The effect of soluble form of VEGF8-109 on vein endothelial cells

Vascular endothelial growth factor (VEGF) is a primarily endothelial cell-specific mitogen that plays a pivotal role in both vasculogenesis and angiogenesis. As a key regulator of neovascularization, it promotes embryonic development, wound healing and female reproductive functions. The function of VEGF is associated with various medical disorders, including tumor growth and metastasis, proliferative retinopathies and inflammatory conditions such as rheumatoid arthritis and psoriasis. VEGF elicits cellular responses through binding to the receptor tyrosine kinases, VEGFR1 and VEGFR2. VEGF is a dimeric molecule, each polypeptide chain contains multiple intrachain disulfide bonds, forming a cysteine knot motif.

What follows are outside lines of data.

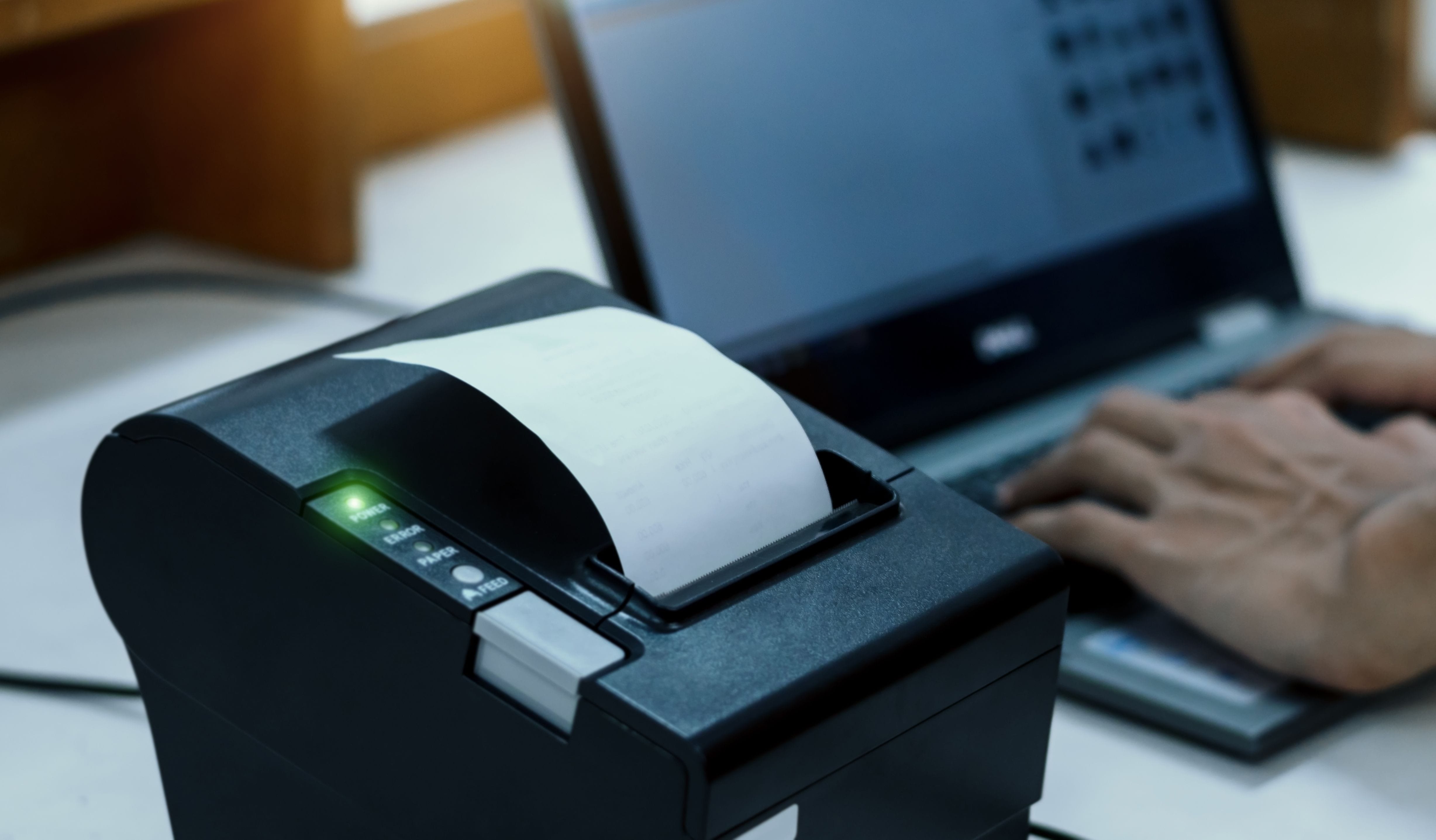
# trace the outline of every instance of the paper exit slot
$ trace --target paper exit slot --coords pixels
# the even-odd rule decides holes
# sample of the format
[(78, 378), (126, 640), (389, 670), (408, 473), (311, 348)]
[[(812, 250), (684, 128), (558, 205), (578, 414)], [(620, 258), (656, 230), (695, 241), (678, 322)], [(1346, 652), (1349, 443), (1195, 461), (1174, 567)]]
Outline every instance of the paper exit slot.
[(579, 684), (625, 655), (533, 592), (480, 612), (474, 632), (474, 674), (564, 732), (573, 731)]

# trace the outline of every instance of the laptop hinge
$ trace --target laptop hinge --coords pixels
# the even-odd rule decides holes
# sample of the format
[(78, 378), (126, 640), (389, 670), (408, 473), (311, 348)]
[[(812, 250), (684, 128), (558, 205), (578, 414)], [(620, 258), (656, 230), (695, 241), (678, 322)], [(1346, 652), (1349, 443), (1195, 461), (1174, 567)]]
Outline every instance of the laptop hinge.
[(1203, 344), (1228, 347), (1277, 327), (1277, 308), (1261, 298), (1242, 298), (1209, 310), (1196, 325)]

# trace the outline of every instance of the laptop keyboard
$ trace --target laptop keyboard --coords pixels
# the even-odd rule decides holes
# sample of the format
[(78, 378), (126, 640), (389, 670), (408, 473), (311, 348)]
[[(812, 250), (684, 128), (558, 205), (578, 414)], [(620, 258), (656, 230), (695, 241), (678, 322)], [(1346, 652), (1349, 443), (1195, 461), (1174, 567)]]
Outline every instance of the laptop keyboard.
[[(1180, 388), (1176, 391), (1176, 398), (1185, 400), (1205, 391), (1213, 391), (1216, 388), (1226, 387), (1231, 381), (1232, 377), (1229, 374), (1212, 377), (1186, 388)], [(1002, 482), (1021, 473), (1027, 467), (1037, 463), (1043, 456), (1057, 449), (1058, 443), (1061, 442), (1048, 440), (1038, 446), (1007, 454), (991, 464), (978, 467), (965, 476), (948, 482), (948, 486), (988, 510), (1002, 513), (997, 503), (997, 489), (1002, 485)]]
[[(1205, 391), (1215, 391), (1229, 386), (1231, 381), (1231, 376), (1212, 377), (1176, 391), (1176, 398), (1185, 400)], [(1370, 431), (1394, 417), (1397, 411), (1391, 411), (1389, 409), (1373, 409), (1370, 406), (1338, 406), (1335, 407), (1335, 414), (1353, 429)], [(1002, 513), (997, 505), (997, 489), (1002, 485), (1002, 482), (1021, 473), (1027, 467), (1037, 463), (1044, 454), (1057, 449), (1058, 443), (1061, 442), (1051, 440), (1040, 446), (1008, 454), (992, 464), (978, 467), (965, 476), (948, 482), (948, 486), (988, 510)]]
[(997, 489), (1002, 485), (1002, 482), (1037, 463), (1038, 459), (1051, 452), (1055, 446), (1057, 442), (1034, 446), (1004, 457), (994, 464), (979, 467), (978, 470), (951, 482), (948, 486), (988, 510), (1002, 513), (997, 503)]

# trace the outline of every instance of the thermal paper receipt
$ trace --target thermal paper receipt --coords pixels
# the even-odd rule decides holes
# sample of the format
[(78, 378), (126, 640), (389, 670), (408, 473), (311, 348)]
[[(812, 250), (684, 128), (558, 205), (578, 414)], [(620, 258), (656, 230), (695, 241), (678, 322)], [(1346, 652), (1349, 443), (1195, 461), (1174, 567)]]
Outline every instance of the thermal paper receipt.
[(340, 358), (422, 364), (533, 430), (603, 516), (625, 573), (665, 595), (831, 512), (813, 444), (758, 377), (615, 307)]

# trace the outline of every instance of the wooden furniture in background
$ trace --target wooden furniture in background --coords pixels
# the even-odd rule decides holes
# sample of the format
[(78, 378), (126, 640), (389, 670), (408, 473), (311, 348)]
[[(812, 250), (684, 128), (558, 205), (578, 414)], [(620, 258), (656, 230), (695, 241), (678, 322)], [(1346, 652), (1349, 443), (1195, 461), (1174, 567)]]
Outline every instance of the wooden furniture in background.
[(352, 37), (343, 0), (217, 0), (0, 54), (0, 271), (142, 231), (348, 265)]
[(1419, 122), (1413, 0), (1228, 0), (1278, 135), (1366, 151)]
[(0, 0), (0, 50), (83, 32), (210, 0)]
[(543, 95), (518, 0), (0, 0), (0, 274), (144, 231), (342, 268), (368, 156)]
[(544, 97), (517, 0), (458, 0), (359, 30), (363, 148), (382, 155)]
[[(1228, 1), (1271, 130), (1414, 126), (1413, 0)], [(0, 274), (142, 231), (340, 268), (366, 158), (543, 93), (520, 0), (0, 0)]]

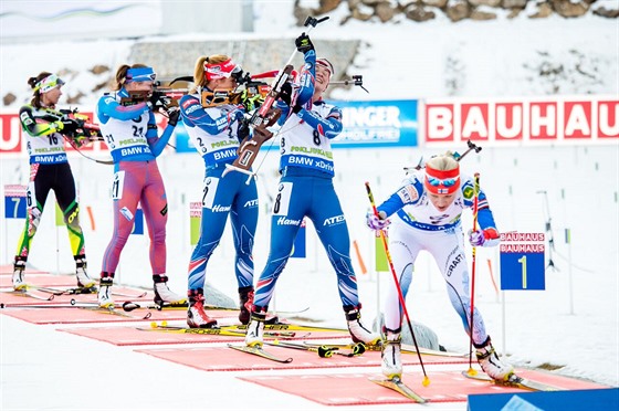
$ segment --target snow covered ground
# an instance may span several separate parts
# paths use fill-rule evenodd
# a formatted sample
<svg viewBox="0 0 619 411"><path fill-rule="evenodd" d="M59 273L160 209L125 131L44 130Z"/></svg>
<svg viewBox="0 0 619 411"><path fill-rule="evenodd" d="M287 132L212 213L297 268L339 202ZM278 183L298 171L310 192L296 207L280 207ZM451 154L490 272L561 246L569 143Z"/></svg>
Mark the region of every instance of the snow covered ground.
<svg viewBox="0 0 619 411"><path fill-rule="evenodd" d="M261 2L256 31L291 39L298 34L292 22L292 1ZM273 10L276 9L274 12ZM332 22L313 32L324 39L361 39L364 46L355 60L355 73L363 74L371 98L417 98L457 96L544 95L552 89L560 94L619 95L619 33L616 20L587 17L577 20L550 18L449 24L443 19L417 24L401 21L387 27L359 23L338 27L338 9ZM198 34L197 34L198 35ZM203 34L200 34L203 38ZM480 39L486 39L481 43ZM80 43L96 53L75 52L71 43L2 44L0 84L2 95L12 92L18 102L3 110L15 109L30 94L27 77L40 71L65 67L80 74L66 85L66 92L87 89L99 78L86 70L95 64L117 66L125 62L132 42L97 41ZM53 51L53 52L51 52ZM457 60L455 66L448 64ZM565 67L554 78L533 76L533 68L552 62ZM595 78L575 73L575 67L595 63ZM527 68L528 67L528 68ZM452 80L452 81L448 81ZM72 88L73 87L73 88ZM338 98L360 99L359 91L336 93ZM94 104L90 96L86 104ZM461 150L462 147L450 147ZM420 156L436 154L428 148L337 150L336 188L340 192L352 238L360 244L370 265L371 234L364 226L367 199L364 181L370 181L377 201L387 197L402 177L401 167L417 164ZM261 201L275 188L272 173L276 156L265 160L259 180ZM559 271L546 273L544 292L506 292L496 295L490 281L486 261L496 270L496 254L479 254L476 304L497 349L517 366L542 363L563 366L555 372L583 377L611 386L619 384L619 245L618 203L619 147L484 148L465 164L465 171L479 171L482 186L502 231L544 232L548 215L555 234L553 260ZM107 183L111 170L86 159L72 157L80 183L81 203L91 204L97 217L97 230L86 229L90 267L96 273L103 250L111 235ZM201 165L198 156L161 157L159 166L166 179L170 201L168 224L168 267L172 286L186 287L185 267L189 259L187 207L200 192ZM24 183L25 160L4 157L0 183ZM537 191L545 190L547 198ZM545 203L545 200L548 203ZM361 205L359 205L361 204ZM548 205L546 208L546 205ZM259 238L267 235L263 208ZM469 220L470 221L470 220ZM2 220L1 263L12 259L13 244L21 222ZM563 240L571 229L569 246ZM310 226L308 233L312 232ZM71 257L53 225L53 213L44 214L34 240L31 263L43 270L66 272ZM227 233L225 235L229 235ZM262 236L260 236L262 235ZM60 239L60 240L57 240ZM52 244L53 246L49 246ZM56 244L60 259L56 263ZM144 273L147 241L132 238L123 254L119 277L136 285L148 285ZM274 301L280 309L310 307L308 316L324 324L342 326L344 319L337 301L335 280L315 236L308 236L308 257L291 261L277 284ZM255 265L260 271L266 257L266 242L256 244ZM224 238L209 265L208 280L235 298L230 268L232 252ZM174 268L172 268L174 267ZM137 273L137 274L136 274ZM442 281L433 263L421 257L409 295L412 317L439 336L450 350L463 351L468 338L451 309ZM379 282L390 281L380 274ZM359 289L365 318L371 320L379 306L376 274L359 274ZM56 326L33 326L0 315L1 403L2 410L168 410L168 409L324 409L317 403L275 393L242 382L243 373L209 373L138 355L130 347L114 347L57 333ZM73 366L77 361L80 366ZM117 366L108 368L109 363ZM118 365L124 365L123 367ZM410 380L420 379L418 369L407 369ZM305 370L303 372L306 372ZM157 376L154 378L154 376ZM431 377L431 376L430 376ZM130 381L130 382L127 382ZM238 393L252 399L252 407L241 403ZM36 396L34 394L36 393ZM239 401L233 404L230 399ZM389 405L389 409L405 409ZM464 410L463 403L430 405L431 409ZM347 408L337 408L348 410ZM356 408L377 410L379 407Z"/></svg>

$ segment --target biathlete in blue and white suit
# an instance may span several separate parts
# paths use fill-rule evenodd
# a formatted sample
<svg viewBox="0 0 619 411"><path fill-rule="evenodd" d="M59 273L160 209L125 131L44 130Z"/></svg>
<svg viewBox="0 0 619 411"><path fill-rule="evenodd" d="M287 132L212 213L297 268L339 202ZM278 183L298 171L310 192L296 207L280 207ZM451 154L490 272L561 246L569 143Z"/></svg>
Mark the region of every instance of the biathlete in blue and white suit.
<svg viewBox="0 0 619 411"><path fill-rule="evenodd" d="M161 136L150 98L156 74L143 64L126 64L116 71L116 93L102 96L97 104L103 138L114 159L112 199L114 203L114 233L103 255L98 304L114 307L111 287L132 229L138 203L144 211L150 238L150 266L155 303L185 303L186 298L172 293L166 275L166 223L168 200L164 179L157 167L159 156L178 122L178 108L168 110L168 125Z"/></svg>
<svg viewBox="0 0 619 411"><path fill-rule="evenodd" d="M354 341L376 344L379 336L360 323L357 280L350 262L350 238L339 199L333 186L334 166L331 139L342 131L342 112L322 96L334 73L326 59L316 60L305 34L296 39L304 54L298 93L291 88L281 95L284 108L280 123L280 186L271 219L271 250L258 281L252 318L245 344L262 345L264 319L275 282L291 255L301 223L307 217L337 274L339 297ZM296 94L296 98L295 98Z"/></svg>
<svg viewBox="0 0 619 411"><path fill-rule="evenodd" d="M469 297L469 265L464 255L464 234L461 214L472 209L475 199L474 180L461 176L459 162L450 154L432 157L424 170L418 170L403 185L378 205L378 215L368 212L370 229L382 230L390 221L389 251L398 276L402 296L409 291L412 267L421 250L428 251L445 281L451 304L470 335L471 299ZM482 190L478 193L478 223L469 232L473 246L493 246L500 241L494 217ZM400 331L402 309L396 282L389 282L385 301L385 338L382 373L387 378L400 377ZM483 318L474 307L473 345L478 361L492 378L504 380L513 372L510 365L501 362L486 334Z"/></svg>
<svg viewBox="0 0 619 411"><path fill-rule="evenodd" d="M196 63L195 94L180 99L185 127L206 167L202 192L200 240L189 262L189 310L187 324L191 328L211 328L217 320L204 312L204 278L207 264L218 246L225 221L230 215L234 238L234 273L239 285L242 324L250 320L245 307L253 303L253 242L258 225L258 190L254 179L245 183L241 172L223 175L225 165L237 159L240 141L249 128L242 125L245 109L231 104L229 93L237 86L235 74L241 67L222 54L202 56Z"/></svg>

Soluble expression of receptor binding domain (RBD) of VEGF-A (residues 8-109) in SHuffle strain was optimized by recruiting of taguchi software.SHuffle strain is genetically engineered E. coli that is capable of oxidizing cysteines within proteins to form disulfide bonds. The quantification of expressed VEGF-A8-109 was performed by ELISA. The angiogenic potency of expressed VEGF-A8-109 was investigated by the proliferation assay on human umbilical vein endothelial cells (HUVEC). The results revealed that the recombinant protein can induce proliferation of HUVECand showed a significant increase in proliferation rate compared to control.